Fulton School Superintendent Jacque Cowherd said he is pleased that school districts in Missouri will now will be judged by only one set of standards. He said it sometimes is difficult to communicate with parents on the school’s performance because of the two differing standards.
Cowherd said although federal test standards were set extremely high the overall state standards have historically been higher than many federal standards.
Cowherd said state standards require improvement each year in the performance of students. “As we improve, our standards get higher. It is never possible to reach a plateau. After a rating is achieved, that rating will then get higher. As the students at Fulton and other schools in Callaway County and the state improve, they will be pushed to a little higher standard. That’s a good thing for students and our community because we are competing on a national basis for industries to come to our area as attractive places to live with a solid school system. It is a positive for our community to have high achievement,” Cowherd said.
He said Title 1 federal aid now will no longer be required to be spent only on students whose parents have low incomes but can be distributed throughout the district to benefit all students. “This will help our district overall,” he said.
Cowherd said the district will use much of its effort until school starts working on a transition to one set of standards. “This is something for us to work on this summer to get ready for the school year. As we move to one standard, it will help our focus and help our public understand better what we are trying to accomplish,” Cowherd said.
Cowherd said testing similar to MAP tests and end of course exams will continue under the state but with a different format and standards that are more achievable. “Our focus has been on mathematics and communications arts. Now that focus will spread to other subjects. It is always going to be difficult to meet improvement standards when we are trying to move every child forward. When it comes to steady improvement of all students, our Fulton School District continues to do relatively well on a comparative basis,” Cowherd said.
Nicastro said the waiver means Missouri will have higher academic standards under one state system of accountability.
She said the waiver also will allow the state to have more flexibility in spending Title 1 federal education aid money.
That was good news to Sandy Haskins, assistant superintendent of the North Callaway R-1 School District at Kingdom City. Haskins supervises Title 1 federal education aid at North Callaway. Title 1 federal aid, intended to aid districts with low income patrons, is apportioned to schools based on the number of students receiving free or reduced price lunches.
“The No Child Left Behind federal standards over-identified schools that were not in trouble,” Haskins said. “We are a good example.

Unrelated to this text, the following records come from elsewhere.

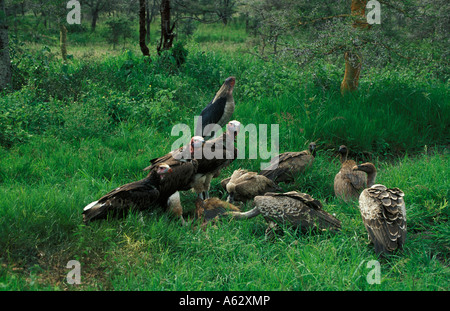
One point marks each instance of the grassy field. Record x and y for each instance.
(72, 132)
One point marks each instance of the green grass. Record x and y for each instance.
(70, 133)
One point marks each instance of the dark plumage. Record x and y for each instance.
(138, 195)
(243, 185)
(348, 183)
(184, 169)
(384, 215)
(218, 111)
(292, 208)
(216, 154)
(284, 167)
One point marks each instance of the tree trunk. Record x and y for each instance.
(142, 30)
(353, 59)
(63, 41)
(94, 19)
(5, 61)
(167, 35)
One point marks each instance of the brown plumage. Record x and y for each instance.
(216, 154)
(284, 167)
(293, 208)
(138, 195)
(384, 215)
(348, 183)
(244, 185)
(184, 169)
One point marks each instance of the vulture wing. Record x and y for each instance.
(384, 216)
(212, 114)
(286, 165)
(299, 209)
(139, 195)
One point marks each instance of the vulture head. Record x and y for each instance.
(196, 143)
(227, 88)
(343, 151)
(233, 127)
(162, 170)
(370, 169)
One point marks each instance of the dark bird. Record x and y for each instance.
(284, 167)
(293, 208)
(384, 215)
(348, 183)
(216, 154)
(218, 111)
(244, 185)
(184, 169)
(383, 212)
(139, 195)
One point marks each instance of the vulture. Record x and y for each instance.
(218, 111)
(184, 169)
(348, 183)
(216, 154)
(293, 208)
(244, 185)
(210, 209)
(138, 195)
(285, 166)
(383, 212)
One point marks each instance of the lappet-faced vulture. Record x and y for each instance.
(287, 165)
(139, 195)
(218, 111)
(184, 169)
(348, 183)
(216, 154)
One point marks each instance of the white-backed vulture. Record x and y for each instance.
(293, 208)
(216, 154)
(383, 212)
(218, 111)
(286, 166)
(244, 185)
(138, 195)
(348, 183)
(184, 169)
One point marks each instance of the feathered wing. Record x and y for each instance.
(307, 212)
(384, 216)
(284, 166)
(211, 114)
(137, 195)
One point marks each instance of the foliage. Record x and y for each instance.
(119, 28)
(71, 132)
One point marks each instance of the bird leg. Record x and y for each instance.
(272, 230)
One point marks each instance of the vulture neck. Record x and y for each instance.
(153, 177)
(343, 157)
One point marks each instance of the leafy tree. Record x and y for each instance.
(119, 27)
(5, 63)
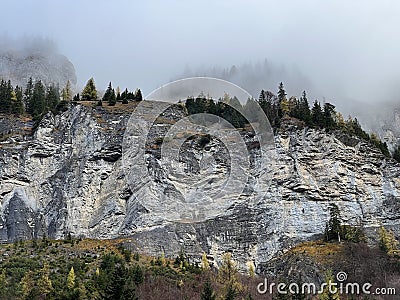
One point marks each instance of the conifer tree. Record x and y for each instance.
(205, 266)
(208, 293)
(396, 153)
(71, 279)
(89, 91)
(37, 103)
(109, 96)
(28, 93)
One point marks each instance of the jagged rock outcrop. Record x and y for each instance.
(70, 178)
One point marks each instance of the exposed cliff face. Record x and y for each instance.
(70, 178)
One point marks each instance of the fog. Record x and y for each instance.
(345, 52)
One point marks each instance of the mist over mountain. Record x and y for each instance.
(34, 57)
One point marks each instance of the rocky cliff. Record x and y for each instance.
(69, 177)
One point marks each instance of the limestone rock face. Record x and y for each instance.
(70, 177)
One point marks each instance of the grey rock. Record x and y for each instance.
(70, 177)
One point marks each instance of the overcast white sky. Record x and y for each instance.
(346, 49)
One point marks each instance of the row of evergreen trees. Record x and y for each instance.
(89, 93)
(36, 99)
(279, 107)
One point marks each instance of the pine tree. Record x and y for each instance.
(52, 96)
(27, 284)
(334, 223)
(44, 285)
(37, 103)
(317, 115)
(68, 91)
(71, 279)
(228, 276)
(328, 116)
(28, 93)
(281, 92)
(3, 284)
(327, 294)
(89, 91)
(77, 98)
(18, 105)
(208, 292)
(109, 96)
(387, 241)
(396, 153)
(138, 95)
(205, 266)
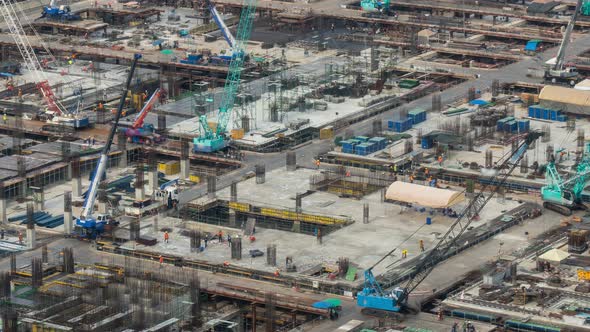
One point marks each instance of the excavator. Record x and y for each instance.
(558, 71)
(564, 196)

North Callaway has been state accredited with distinction for five consecutive years but we have been placed on the federal No Child Left Behind school district improvement list in Level 3. We have been required to set aside funds that could have been used more efficiently.”
Haskins said the district has been forced to reduce the number of teachers in classrooms because the district under federal standards was required to set aside 20 percent of the money for supplemental education, which is the after-school tutoring program.
“Unfortunately, data and research showed the tutoring was not helping the students involved. It was a waste of money. We can do just as good or better for a lot less money. I couldn’t use that money to hire people. Instead, we had to let some of the teachers go,” Haskins said.
“I don’t see this change damaging our academic standards in any way. Instead, it will improve them. It also will require more accountability for our teachers in using the state’s model for evaluation of teachers or one similar to the state model,” Haskins said.
New Bloomfield and South Callaway School District administrators could not be reached for comment Friday.
The new Missouri standards, the state education commissioner said, will focus on school improvement rather than attempting to reach unattainable federal test score standards.
Nicastro said the new state standards also will improve the teacher evaluation system.
Missouri’s new flexibility waiver goes into effect immediately for the 2012-2013 school year starting this fall.
Missouri now will use its own accountability system to identify struggling schools. It then will direct resources to struggling schools and recognize schools receiving exemplary results.
Missouri was one of five state receiving approval in round two of the waiver request. The other states with waivers approved Friday are Arkansas, South Dakota, Utah, and Virginia.
Last September President Obama announced he had authorized the U.S. Department of Education to issue waivers to states asking to be exempted from mandates of the federal No Child Left Behind law.
Obama said he was allowing the waiver because Congress has been working on revising the law for the last four years and still has not changed it. “We are hearing from teachers, parents and students that the NCLB law is broken and needs to be fixed. Students, schools, districts and states can no longer wait,” Obama said.
The U.S. Department of Education issued the first round of waivers in February and Missouri was included in the second round of waivers along with the four other states.